Johan TrigeardPar Johan Trigeard·25 août 2026·5 min de lecture
Checklist des 7 derniers jours avant l'obligation de facturation électronique du 1er septembre 2026 pour les entreprises françaises assujetties à la TVA

Mise à jour du 1er septembre 2026 : l'échéance est passée, la réception de factures électroniques est désormais obligatoire pour tous les assujettis à la TVA. Si tu lis ceci après la date, va directement au point du jour J : que faire si tu n'es pas prêt. La checklist ci-dessous reste valable, il suffit de la faire maintenant plutôt que jour par jour.

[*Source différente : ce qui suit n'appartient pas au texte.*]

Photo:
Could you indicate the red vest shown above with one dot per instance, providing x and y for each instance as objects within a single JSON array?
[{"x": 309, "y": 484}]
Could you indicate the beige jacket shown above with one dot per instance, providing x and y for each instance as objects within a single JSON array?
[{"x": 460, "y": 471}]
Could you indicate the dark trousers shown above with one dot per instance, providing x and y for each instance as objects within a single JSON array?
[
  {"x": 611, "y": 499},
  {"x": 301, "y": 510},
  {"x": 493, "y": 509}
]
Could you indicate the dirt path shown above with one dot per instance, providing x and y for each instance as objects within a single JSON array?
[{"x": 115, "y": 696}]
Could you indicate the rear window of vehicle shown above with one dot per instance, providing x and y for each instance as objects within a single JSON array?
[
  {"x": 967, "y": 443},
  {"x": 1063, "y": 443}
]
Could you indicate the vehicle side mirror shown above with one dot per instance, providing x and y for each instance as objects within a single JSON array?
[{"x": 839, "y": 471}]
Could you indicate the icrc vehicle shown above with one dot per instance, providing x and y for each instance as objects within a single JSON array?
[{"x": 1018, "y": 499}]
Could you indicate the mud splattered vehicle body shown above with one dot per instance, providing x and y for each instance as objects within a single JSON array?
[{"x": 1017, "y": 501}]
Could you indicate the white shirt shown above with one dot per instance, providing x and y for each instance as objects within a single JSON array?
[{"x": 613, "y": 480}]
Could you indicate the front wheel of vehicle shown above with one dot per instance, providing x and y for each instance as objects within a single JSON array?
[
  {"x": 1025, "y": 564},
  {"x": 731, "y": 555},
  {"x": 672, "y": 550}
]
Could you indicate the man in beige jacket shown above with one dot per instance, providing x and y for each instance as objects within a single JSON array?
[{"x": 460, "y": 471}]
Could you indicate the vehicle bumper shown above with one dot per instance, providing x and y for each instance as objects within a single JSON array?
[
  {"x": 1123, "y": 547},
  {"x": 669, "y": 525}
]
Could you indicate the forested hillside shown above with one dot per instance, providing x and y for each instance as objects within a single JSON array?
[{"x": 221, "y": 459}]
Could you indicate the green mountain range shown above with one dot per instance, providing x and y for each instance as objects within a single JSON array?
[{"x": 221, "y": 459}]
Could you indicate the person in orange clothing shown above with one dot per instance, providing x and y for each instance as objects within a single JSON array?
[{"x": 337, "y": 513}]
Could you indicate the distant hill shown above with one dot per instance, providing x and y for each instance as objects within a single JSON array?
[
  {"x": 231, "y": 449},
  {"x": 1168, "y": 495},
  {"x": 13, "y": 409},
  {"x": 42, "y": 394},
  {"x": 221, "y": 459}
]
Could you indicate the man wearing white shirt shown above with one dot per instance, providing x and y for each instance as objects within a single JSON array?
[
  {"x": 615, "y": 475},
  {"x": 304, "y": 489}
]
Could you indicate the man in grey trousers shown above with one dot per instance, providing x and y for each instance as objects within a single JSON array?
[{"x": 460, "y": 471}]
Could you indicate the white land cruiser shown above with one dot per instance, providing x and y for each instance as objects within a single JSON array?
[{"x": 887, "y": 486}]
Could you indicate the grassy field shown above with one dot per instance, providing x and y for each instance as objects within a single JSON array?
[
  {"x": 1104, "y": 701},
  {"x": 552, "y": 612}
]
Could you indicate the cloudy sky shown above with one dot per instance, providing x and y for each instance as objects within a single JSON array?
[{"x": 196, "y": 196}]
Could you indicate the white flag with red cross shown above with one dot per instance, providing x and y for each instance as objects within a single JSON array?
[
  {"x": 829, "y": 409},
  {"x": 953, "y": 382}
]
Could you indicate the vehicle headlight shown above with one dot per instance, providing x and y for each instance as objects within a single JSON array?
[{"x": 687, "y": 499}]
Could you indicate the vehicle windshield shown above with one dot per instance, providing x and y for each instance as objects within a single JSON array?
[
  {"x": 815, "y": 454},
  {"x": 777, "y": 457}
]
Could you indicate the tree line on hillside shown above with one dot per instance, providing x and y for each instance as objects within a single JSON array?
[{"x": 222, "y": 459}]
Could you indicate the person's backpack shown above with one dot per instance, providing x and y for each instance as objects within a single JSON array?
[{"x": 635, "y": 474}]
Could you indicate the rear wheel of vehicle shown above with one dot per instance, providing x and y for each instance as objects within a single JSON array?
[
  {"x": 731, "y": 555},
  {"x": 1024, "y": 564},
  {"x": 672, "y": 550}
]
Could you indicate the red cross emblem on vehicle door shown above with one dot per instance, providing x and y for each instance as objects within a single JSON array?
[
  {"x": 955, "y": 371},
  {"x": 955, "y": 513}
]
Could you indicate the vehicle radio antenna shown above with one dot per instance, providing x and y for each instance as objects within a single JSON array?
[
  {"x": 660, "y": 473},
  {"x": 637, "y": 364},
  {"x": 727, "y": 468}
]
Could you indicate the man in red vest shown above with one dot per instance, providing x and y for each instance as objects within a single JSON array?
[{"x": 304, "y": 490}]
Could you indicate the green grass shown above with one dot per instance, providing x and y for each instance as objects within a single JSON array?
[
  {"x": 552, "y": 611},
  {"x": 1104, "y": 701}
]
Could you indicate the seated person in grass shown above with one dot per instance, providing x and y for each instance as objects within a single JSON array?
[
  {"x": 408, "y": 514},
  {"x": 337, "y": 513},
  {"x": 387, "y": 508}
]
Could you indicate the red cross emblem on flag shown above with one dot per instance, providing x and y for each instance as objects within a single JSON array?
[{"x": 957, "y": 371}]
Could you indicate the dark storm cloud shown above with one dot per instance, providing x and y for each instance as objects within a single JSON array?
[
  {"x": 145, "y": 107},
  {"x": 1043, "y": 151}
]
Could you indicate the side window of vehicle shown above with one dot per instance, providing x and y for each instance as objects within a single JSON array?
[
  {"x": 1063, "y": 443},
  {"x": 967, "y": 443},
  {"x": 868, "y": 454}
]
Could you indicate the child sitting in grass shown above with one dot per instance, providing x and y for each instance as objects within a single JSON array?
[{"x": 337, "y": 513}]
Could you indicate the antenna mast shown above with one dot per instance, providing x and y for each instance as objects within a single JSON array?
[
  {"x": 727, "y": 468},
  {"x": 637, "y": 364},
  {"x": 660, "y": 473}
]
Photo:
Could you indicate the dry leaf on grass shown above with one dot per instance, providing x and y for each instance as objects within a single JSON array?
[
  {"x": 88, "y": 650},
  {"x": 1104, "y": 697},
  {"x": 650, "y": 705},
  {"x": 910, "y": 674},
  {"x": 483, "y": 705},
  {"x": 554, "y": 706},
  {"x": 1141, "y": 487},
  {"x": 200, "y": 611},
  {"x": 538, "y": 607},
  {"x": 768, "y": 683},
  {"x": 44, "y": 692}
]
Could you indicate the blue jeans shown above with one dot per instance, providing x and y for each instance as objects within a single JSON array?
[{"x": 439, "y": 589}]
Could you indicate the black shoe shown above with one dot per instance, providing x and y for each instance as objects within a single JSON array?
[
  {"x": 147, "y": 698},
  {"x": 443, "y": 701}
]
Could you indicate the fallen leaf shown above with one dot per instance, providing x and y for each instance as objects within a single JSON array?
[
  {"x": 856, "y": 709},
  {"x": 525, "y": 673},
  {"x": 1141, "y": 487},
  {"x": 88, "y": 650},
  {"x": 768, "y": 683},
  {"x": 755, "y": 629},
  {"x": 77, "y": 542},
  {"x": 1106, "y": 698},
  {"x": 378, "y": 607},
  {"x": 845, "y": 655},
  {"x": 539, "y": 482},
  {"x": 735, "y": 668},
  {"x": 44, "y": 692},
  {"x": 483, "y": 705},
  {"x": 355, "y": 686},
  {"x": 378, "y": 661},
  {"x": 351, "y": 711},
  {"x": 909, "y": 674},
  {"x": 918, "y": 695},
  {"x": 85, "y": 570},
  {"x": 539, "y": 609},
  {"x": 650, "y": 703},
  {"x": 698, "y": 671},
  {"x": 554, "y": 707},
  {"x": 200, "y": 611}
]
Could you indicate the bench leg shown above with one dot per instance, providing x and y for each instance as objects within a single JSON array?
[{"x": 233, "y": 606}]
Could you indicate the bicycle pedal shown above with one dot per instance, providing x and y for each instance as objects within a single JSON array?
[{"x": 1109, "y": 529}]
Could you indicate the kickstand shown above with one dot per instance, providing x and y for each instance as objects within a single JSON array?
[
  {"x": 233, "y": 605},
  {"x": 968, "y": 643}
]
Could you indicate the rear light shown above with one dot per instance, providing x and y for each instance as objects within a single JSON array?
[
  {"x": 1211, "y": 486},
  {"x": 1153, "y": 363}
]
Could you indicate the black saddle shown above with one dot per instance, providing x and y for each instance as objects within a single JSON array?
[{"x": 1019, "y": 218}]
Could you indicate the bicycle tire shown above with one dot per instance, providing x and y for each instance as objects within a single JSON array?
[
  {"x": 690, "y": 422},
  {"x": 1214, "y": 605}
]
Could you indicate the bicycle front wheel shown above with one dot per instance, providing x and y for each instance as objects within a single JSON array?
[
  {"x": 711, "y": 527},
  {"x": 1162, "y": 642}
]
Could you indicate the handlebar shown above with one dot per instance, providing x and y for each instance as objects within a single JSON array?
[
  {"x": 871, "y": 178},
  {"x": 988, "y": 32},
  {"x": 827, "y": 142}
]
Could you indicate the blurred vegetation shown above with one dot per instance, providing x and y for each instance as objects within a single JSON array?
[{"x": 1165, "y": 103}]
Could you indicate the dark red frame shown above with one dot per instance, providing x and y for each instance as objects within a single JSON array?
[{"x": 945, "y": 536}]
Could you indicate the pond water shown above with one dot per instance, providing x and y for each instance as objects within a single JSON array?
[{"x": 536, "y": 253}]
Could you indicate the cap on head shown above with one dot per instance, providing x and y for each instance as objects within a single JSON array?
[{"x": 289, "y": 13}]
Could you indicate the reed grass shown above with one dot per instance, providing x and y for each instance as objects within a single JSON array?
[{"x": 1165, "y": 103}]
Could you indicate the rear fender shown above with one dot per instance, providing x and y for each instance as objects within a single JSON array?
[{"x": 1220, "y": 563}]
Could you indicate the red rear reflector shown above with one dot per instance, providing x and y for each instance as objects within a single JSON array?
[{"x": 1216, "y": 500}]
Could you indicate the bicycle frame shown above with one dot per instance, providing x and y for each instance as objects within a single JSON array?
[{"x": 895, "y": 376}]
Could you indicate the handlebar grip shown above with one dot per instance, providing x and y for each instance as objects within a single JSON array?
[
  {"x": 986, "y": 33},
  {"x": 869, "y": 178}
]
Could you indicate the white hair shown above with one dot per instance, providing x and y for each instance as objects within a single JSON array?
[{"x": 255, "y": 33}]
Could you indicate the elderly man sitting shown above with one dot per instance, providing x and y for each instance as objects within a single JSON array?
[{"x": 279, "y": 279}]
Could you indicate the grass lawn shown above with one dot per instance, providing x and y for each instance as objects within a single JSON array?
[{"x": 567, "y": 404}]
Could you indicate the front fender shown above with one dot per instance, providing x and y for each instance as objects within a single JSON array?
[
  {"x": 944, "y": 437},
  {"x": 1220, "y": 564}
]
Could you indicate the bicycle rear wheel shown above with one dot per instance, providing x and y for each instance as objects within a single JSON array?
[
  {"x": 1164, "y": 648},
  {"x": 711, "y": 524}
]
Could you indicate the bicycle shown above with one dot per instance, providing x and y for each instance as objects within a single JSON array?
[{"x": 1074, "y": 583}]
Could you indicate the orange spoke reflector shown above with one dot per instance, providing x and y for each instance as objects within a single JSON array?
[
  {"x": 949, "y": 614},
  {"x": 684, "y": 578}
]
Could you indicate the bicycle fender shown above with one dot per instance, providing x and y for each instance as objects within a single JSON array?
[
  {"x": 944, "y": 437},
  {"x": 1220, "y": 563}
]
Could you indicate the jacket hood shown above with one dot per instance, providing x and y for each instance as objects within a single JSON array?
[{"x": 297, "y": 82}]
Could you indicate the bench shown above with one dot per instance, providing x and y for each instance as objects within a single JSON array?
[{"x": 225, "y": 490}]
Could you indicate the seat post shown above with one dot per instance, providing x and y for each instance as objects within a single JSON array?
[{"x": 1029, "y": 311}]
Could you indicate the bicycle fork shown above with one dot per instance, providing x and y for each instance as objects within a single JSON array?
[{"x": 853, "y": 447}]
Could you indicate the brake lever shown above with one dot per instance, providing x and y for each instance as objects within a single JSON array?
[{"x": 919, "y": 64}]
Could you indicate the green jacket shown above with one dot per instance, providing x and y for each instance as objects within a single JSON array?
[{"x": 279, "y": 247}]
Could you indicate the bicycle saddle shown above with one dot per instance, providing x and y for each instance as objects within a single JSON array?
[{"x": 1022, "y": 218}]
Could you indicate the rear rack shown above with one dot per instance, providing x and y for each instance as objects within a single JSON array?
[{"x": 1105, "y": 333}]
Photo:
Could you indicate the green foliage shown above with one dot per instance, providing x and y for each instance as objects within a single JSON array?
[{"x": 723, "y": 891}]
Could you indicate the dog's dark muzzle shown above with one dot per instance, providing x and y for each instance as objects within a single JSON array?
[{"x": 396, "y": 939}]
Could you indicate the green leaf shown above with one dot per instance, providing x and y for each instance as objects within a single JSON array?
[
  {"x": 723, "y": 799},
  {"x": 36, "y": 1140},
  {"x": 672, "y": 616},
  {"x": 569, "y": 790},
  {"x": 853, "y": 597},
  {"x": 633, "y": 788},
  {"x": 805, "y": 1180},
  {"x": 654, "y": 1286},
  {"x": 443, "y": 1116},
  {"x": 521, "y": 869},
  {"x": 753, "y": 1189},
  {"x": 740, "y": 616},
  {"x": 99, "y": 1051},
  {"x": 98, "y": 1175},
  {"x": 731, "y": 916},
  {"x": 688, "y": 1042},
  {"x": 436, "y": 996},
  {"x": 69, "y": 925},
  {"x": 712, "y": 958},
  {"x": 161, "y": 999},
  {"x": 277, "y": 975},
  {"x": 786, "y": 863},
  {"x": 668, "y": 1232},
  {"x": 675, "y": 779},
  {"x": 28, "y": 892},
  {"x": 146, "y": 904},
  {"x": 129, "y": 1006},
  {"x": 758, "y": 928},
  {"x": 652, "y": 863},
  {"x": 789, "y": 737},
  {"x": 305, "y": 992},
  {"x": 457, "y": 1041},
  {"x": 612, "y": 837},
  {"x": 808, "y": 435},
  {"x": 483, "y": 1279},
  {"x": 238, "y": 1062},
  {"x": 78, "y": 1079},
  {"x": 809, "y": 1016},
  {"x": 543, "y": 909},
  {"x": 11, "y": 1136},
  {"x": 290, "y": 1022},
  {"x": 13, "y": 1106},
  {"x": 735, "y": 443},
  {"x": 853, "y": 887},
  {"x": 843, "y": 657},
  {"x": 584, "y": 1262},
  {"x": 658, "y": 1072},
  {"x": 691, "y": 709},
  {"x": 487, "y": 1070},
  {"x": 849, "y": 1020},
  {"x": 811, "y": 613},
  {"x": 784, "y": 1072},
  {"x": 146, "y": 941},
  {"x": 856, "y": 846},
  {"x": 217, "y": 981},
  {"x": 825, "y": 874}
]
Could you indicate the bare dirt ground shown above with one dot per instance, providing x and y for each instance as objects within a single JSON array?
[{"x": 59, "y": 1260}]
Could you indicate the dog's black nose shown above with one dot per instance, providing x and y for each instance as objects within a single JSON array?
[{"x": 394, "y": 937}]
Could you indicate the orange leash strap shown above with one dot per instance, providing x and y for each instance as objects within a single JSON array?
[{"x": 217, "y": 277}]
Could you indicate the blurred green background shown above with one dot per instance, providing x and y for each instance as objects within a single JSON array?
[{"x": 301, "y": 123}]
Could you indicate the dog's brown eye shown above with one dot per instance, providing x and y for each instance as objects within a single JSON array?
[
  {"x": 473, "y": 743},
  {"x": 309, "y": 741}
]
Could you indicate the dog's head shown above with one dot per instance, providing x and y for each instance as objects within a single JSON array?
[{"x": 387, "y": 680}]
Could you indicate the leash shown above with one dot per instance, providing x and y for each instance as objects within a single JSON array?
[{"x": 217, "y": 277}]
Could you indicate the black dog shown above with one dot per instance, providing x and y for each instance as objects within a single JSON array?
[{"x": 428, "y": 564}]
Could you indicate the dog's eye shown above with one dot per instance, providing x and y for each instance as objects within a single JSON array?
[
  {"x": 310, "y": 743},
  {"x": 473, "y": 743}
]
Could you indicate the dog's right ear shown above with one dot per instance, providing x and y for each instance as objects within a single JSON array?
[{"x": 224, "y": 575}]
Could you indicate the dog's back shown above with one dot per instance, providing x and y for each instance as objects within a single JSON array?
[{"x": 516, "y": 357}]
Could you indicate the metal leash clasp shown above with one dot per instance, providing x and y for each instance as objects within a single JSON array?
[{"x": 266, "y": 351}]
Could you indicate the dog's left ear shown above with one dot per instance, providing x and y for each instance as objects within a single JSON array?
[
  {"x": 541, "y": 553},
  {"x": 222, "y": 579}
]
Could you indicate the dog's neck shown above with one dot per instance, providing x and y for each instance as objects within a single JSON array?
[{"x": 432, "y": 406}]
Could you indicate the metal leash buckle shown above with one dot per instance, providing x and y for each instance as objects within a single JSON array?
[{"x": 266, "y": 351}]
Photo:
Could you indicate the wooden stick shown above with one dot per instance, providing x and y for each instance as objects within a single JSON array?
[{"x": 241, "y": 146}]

À sept jours du 1er septembre 2026, la seule chose à vérifier absolument est simple : ta capacité à recevoir une facture électronique via une plateforme agréée, obligatoire pour toutes les entreprises assujetties à la TVA, micro-entrepreneurs en franchise compris. Pour l'émission, tu as jusqu'en 2027 si tu es une TPE, une PME ou une micro-entreprise, mais la réception ne connaît aucun report. Voici, jour par jour, la checklist des sept derniers jours pour arriver serein à l'échéance, avec les outils agréés qui font le travail à ta place.

J'ai passé ces derniers mois à tester les logiciels de facturation français pour MyFrenchTool, et le compte à rebours change tout : à J-7, on ne choisit plus une stratégie, on coche des cases. Suis-les dans l'ordre, une par jour, et le 1er septembre ne sera qu'une date de plus dans ton calendrier.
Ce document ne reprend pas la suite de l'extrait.